Even though panic attacks are unique in the fear and helplessness they cause, there are some things to which they can be compared for clarity’s sake. So, here is my list of things a panic attack feels like.

Hummingbirds filling your body.

When your heart is racing and your pulse thrums just under your skin, you can get this surreal feeling up a million little wings beating around inside of you. Those little birds flit and fly through your veins, brush against your muscles, and flutter within your chest cavity until you want to reach in and rip them out.

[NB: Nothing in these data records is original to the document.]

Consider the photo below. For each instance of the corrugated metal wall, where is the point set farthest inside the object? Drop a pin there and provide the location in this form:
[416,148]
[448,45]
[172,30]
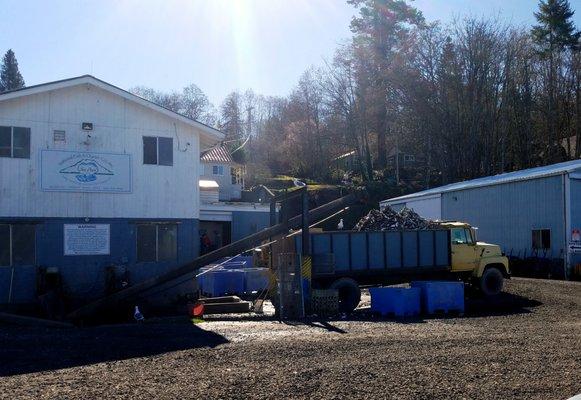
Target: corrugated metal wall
[507,213]
[575,187]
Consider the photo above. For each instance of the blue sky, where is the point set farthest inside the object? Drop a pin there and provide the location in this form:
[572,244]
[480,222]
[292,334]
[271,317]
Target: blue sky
[220,45]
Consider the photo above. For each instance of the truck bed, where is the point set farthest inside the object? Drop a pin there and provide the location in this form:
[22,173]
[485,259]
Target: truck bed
[373,256]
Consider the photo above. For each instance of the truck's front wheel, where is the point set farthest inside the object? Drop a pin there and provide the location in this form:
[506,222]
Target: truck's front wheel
[349,294]
[491,281]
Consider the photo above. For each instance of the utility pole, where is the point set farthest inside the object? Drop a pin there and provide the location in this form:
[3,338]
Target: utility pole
[397,156]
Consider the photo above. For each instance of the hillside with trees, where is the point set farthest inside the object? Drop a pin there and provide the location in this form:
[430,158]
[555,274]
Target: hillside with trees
[472,98]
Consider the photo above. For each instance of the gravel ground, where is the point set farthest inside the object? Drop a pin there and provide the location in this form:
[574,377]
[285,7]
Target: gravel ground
[525,345]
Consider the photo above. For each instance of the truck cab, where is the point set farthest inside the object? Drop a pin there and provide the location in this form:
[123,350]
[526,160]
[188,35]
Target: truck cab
[480,262]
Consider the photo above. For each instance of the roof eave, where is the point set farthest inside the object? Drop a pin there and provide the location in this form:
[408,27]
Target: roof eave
[208,132]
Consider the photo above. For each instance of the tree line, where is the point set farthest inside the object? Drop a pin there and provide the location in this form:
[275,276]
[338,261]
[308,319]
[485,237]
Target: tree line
[470,98]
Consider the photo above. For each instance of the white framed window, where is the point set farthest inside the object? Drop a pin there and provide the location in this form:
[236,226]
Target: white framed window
[157,242]
[218,170]
[59,136]
[157,150]
[17,244]
[541,239]
[14,142]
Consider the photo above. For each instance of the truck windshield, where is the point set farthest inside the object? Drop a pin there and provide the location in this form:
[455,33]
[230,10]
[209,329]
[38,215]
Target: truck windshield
[459,236]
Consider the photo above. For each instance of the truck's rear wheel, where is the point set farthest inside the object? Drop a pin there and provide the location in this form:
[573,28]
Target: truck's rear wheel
[491,282]
[349,294]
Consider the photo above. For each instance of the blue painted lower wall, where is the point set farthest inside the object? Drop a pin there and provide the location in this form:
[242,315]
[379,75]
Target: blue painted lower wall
[83,277]
[245,223]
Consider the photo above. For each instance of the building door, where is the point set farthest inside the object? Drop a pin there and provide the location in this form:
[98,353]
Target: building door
[463,250]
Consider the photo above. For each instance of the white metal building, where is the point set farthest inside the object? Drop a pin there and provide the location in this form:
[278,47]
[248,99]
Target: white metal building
[535,212]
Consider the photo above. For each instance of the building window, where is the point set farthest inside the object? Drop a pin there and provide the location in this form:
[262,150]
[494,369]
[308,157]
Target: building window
[218,170]
[14,142]
[157,242]
[17,244]
[157,150]
[541,239]
[59,136]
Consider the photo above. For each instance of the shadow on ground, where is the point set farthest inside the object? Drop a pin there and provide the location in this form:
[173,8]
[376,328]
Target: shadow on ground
[503,304]
[26,350]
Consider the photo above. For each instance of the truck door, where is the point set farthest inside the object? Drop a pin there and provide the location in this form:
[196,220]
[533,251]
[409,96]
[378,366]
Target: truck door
[463,250]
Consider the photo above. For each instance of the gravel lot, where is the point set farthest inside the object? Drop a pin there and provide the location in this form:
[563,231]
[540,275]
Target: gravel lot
[525,345]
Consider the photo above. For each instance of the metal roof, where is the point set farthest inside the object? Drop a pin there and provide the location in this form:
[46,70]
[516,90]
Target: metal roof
[522,175]
[217,154]
[208,131]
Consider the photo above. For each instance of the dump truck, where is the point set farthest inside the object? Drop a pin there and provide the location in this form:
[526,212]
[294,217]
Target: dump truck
[347,260]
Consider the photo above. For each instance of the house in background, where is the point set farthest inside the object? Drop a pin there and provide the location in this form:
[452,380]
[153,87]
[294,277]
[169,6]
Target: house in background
[219,166]
[405,160]
[224,217]
[346,162]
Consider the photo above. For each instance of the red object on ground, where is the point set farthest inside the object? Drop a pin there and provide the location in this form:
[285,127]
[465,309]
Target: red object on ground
[196,310]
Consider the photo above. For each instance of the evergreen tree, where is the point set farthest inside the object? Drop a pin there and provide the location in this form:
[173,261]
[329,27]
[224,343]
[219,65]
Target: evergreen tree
[556,29]
[10,77]
[554,33]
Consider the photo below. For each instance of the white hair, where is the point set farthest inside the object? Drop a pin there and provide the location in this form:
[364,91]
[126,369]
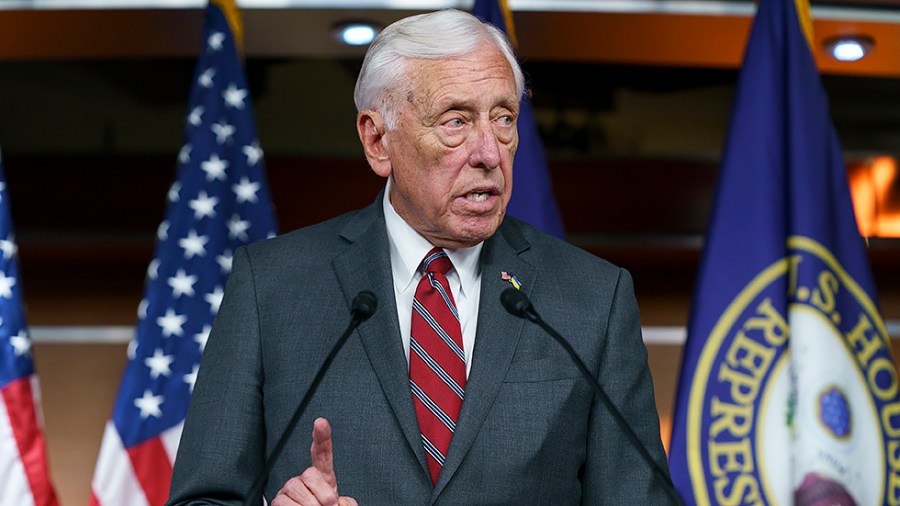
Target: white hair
[439,34]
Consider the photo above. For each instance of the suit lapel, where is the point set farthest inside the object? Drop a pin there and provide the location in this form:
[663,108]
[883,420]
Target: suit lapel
[366,265]
[495,341]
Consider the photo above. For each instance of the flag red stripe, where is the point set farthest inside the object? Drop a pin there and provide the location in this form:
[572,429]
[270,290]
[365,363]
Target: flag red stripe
[20,408]
[153,469]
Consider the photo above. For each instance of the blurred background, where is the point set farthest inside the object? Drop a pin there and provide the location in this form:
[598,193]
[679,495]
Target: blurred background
[633,100]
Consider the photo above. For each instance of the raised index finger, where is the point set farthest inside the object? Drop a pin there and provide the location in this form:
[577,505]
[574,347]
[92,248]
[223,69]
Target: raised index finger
[321,451]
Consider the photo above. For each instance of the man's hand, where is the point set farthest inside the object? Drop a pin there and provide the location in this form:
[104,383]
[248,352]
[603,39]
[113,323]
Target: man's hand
[317,485]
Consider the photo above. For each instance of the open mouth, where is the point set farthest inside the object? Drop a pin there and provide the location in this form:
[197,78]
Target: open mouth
[478,196]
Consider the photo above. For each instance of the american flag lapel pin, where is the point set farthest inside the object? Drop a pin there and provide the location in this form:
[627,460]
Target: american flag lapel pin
[513,280]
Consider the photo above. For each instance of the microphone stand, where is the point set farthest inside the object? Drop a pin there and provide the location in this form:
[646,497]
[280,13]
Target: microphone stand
[518,304]
[364,305]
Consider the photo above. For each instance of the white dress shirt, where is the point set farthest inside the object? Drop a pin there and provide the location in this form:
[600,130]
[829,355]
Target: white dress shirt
[408,248]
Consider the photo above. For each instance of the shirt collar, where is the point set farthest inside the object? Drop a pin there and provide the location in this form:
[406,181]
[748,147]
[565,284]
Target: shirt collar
[408,248]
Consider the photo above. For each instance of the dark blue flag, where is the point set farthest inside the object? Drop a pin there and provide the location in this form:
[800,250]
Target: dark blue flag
[788,393]
[532,200]
[219,201]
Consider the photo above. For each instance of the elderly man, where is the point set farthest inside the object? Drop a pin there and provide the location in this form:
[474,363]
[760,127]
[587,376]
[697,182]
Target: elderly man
[443,398]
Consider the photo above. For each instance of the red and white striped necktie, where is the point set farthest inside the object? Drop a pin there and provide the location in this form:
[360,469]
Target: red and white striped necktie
[437,363]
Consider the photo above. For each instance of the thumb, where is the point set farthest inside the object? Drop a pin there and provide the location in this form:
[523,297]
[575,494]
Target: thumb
[321,450]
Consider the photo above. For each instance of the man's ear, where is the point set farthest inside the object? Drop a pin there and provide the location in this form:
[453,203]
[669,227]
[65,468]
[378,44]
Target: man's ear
[371,129]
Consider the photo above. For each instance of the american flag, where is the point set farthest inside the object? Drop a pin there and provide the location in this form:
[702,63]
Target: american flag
[24,474]
[219,201]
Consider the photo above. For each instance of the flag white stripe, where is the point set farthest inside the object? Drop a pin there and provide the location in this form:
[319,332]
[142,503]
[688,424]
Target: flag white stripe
[170,439]
[114,482]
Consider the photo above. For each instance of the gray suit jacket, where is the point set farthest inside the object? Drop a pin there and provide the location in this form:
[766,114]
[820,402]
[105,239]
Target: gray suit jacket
[530,430]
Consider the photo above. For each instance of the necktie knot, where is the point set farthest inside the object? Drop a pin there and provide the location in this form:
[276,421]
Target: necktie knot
[437,262]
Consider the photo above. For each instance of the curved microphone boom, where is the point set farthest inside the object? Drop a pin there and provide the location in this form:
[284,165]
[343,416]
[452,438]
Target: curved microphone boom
[518,304]
[363,306]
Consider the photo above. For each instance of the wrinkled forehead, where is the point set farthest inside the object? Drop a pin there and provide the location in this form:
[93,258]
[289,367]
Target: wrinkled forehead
[455,77]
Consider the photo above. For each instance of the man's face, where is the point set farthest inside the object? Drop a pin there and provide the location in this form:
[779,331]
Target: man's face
[452,150]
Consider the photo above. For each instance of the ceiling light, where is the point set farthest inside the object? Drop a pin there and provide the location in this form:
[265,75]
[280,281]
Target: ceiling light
[357,33]
[849,48]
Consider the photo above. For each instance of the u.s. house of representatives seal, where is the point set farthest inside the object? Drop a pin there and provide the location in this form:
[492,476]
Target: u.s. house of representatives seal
[794,400]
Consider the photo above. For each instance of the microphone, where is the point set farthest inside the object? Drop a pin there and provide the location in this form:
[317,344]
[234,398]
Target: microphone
[363,306]
[518,304]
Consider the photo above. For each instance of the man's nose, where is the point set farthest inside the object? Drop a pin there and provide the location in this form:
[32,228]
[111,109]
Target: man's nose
[485,151]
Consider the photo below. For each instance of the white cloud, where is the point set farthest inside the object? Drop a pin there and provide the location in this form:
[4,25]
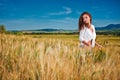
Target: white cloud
[67,11]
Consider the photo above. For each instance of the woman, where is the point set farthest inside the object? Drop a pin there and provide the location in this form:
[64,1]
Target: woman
[87,32]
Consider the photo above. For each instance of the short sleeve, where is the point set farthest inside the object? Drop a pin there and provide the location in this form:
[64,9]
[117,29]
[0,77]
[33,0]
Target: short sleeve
[81,35]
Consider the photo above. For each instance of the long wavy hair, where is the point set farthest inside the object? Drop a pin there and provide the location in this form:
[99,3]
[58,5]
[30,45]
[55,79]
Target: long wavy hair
[81,23]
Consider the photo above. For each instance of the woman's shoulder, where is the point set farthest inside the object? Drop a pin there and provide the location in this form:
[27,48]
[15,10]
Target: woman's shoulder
[92,26]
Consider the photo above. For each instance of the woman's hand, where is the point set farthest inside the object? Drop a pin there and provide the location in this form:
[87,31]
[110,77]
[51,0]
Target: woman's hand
[87,43]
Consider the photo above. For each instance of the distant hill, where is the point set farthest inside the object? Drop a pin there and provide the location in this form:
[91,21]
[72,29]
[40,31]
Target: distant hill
[109,27]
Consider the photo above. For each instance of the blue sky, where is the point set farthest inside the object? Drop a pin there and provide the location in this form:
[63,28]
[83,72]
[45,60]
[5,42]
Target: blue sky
[56,14]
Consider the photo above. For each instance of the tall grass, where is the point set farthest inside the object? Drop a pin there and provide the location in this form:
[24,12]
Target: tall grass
[31,58]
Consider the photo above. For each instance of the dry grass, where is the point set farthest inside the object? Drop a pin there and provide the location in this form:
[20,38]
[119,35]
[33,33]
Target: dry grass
[57,58]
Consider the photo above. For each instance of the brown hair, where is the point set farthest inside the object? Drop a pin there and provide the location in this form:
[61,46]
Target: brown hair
[81,23]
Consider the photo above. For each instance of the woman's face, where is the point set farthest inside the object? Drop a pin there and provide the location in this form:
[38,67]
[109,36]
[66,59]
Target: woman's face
[86,19]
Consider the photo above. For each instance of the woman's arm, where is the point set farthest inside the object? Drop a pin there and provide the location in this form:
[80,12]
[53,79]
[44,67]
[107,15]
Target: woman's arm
[87,43]
[100,46]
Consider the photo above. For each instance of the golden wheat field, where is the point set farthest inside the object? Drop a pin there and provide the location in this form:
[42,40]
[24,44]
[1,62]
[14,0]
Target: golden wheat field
[57,57]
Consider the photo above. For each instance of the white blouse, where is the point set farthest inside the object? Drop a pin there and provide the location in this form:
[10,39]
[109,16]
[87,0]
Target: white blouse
[87,35]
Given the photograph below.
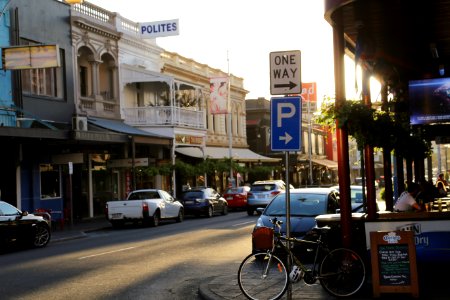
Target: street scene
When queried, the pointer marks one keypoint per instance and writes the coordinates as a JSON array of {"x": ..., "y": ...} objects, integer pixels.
[{"x": 166, "y": 151}]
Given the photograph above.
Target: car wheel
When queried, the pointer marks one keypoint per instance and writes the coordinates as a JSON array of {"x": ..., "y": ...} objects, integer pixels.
[
  {"x": 42, "y": 236},
  {"x": 180, "y": 217},
  {"x": 225, "y": 210},
  {"x": 210, "y": 212},
  {"x": 117, "y": 224},
  {"x": 154, "y": 221}
]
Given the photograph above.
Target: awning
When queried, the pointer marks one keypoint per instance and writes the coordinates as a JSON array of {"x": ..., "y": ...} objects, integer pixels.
[
  {"x": 141, "y": 136},
  {"x": 330, "y": 164},
  {"x": 238, "y": 154}
]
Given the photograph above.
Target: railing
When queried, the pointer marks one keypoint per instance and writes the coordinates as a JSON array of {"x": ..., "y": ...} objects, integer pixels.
[
  {"x": 101, "y": 15},
  {"x": 164, "y": 115}
]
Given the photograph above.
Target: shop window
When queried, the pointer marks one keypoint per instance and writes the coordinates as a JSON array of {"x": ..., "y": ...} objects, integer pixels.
[{"x": 50, "y": 181}]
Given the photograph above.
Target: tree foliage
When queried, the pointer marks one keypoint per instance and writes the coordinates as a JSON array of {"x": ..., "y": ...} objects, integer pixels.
[{"x": 376, "y": 128}]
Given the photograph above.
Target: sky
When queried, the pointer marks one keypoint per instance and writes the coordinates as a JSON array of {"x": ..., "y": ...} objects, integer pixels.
[{"x": 237, "y": 36}]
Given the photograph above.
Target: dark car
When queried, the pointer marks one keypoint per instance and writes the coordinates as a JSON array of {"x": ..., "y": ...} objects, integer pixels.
[
  {"x": 357, "y": 199},
  {"x": 305, "y": 205},
  {"x": 237, "y": 197},
  {"x": 23, "y": 228},
  {"x": 203, "y": 201}
]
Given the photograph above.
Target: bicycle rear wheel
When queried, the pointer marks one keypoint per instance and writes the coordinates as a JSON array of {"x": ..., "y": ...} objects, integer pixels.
[
  {"x": 342, "y": 272},
  {"x": 262, "y": 276}
]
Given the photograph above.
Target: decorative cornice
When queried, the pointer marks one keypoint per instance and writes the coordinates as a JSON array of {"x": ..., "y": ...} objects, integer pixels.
[{"x": 99, "y": 31}]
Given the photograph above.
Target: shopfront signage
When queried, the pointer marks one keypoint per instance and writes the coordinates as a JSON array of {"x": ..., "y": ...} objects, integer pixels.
[
  {"x": 394, "y": 267},
  {"x": 128, "y": 162},
  {"x": 188, "y": 139},
  {"x": 156, "y": 29}
]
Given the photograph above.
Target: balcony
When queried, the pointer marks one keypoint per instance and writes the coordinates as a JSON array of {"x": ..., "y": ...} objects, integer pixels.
[{"x": 165, "y": 116}]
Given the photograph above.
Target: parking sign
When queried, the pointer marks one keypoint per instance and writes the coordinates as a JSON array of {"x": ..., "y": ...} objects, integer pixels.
[{"x": 286, "y": 123}]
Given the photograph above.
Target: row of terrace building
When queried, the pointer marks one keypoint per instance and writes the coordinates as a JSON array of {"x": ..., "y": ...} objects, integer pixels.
[{"x": 112, "y": 117}]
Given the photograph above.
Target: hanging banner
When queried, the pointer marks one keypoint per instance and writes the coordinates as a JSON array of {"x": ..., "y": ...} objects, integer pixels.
[{"x": 218, "y": 99}]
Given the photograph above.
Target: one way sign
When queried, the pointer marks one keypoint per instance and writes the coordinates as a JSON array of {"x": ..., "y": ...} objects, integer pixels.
[
  {"x": 285, "y": 72},
  {"x": 286, "y": 123}
]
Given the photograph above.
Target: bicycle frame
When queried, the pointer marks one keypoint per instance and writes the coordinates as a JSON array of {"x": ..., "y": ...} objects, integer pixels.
[{"x": 318, "y": 245}]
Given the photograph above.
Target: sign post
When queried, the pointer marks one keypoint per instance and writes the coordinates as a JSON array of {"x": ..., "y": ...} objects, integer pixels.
[{"x": 286, "y": 125}]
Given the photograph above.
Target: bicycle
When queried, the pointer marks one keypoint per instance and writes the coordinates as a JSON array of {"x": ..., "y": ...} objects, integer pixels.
[{"x": 264, "y": 275}]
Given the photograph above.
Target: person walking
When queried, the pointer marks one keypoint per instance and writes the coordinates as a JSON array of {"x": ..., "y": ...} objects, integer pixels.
[{"x": 407, "y": 202}]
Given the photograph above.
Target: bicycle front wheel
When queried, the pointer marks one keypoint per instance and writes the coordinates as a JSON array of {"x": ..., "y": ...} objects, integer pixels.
[
  {"x": 262, "y": 276},
  {"x": 342, "y": 272}
]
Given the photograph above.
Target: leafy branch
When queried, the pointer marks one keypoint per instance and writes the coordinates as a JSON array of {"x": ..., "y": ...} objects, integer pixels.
[{"x": 376, "y": 128}]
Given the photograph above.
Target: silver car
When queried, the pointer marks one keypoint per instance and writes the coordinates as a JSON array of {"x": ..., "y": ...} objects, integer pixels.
[{"x": 262, "y": 192}]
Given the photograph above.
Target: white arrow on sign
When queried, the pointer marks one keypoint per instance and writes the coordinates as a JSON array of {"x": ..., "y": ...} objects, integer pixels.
[{"x": 286, "y": 138}]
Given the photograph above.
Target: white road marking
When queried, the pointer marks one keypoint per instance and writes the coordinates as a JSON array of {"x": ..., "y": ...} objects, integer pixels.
[
  {"x": 244, "y": 223},
  {"x": 104, "y": 253}
]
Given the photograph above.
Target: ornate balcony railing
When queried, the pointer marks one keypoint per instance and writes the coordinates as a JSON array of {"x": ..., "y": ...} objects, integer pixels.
[{"x": 164, "y": 116}]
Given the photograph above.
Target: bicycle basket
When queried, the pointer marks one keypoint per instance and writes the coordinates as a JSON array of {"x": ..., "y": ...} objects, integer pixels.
[{"x": 263, "y": 238}]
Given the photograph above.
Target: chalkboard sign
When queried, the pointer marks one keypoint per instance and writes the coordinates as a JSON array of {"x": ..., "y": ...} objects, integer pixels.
[{"x": 394, "y": 263}]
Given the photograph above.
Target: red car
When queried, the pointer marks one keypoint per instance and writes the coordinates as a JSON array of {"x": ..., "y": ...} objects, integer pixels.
[{"x": 237, "y": 197}]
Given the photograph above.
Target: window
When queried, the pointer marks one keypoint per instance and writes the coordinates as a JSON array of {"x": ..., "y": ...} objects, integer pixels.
[
  {"x": 50, "y": 181},
  {"x": 47, "y": 82},
  {"x": 83, "y": 81}
]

Someone shaking you mercilessly.

My biggest problem with panic attacks is the way my body shakes and convulses during a particularly bad one. It’s not just little shivers and shudder. It is noticeable, uncontrollable, debilitating trembling that keeps me from even standing up straight. It’s like someone has just grabbed you by the shoulders and is shaking you until your teeth feel ready to fall out.

Your body drawing into your center.

Every tendon and muscle tightens like a guitar string. Your knuckles go white. Your jaw clenches. Someone or something has grasped the strings that lead to your edges and is jerking them in toward a spot just beneath your chest. All you can wonder is when those strings will finally snap.

A whirlwind buffeting you from inside. 

The main image I get for this one is when I’m shaking so violently and crying with such pitiful force that I just start whipping my head around and sending my hair bouncing around my face. Contrary to the comparison I made a moment ago, this one feels like your pieces are being forced out, and you’ll soon fall into a heap of bits and parts with no clear function.

Your heart is a switch flipped at random.

Probably the absolute worst thing having to do with panic attacks is how utterly random they can be. While I have certain triggers, other times I can suffer an attack out of the blue. It’s horrible because when someone later asks what set it off, you feel so ashamed because you don’t know. You don’t know, and you feel like you were overreacting or being dramatic or that something is irrevocably wrong with you. But that’s just it, they can come from nowhere. More like panic ambushes than foreseeable attacks.

So, these are five things I think accurately describe the feeling of a panic attack. Notice that most of them have to do with your inner workings being affected. That’s because a panic attack is rooted in how your mind and insides work together. No one is hitting you and leaving a panic attack impressed on your chest.

The impression is from the attack pushing out.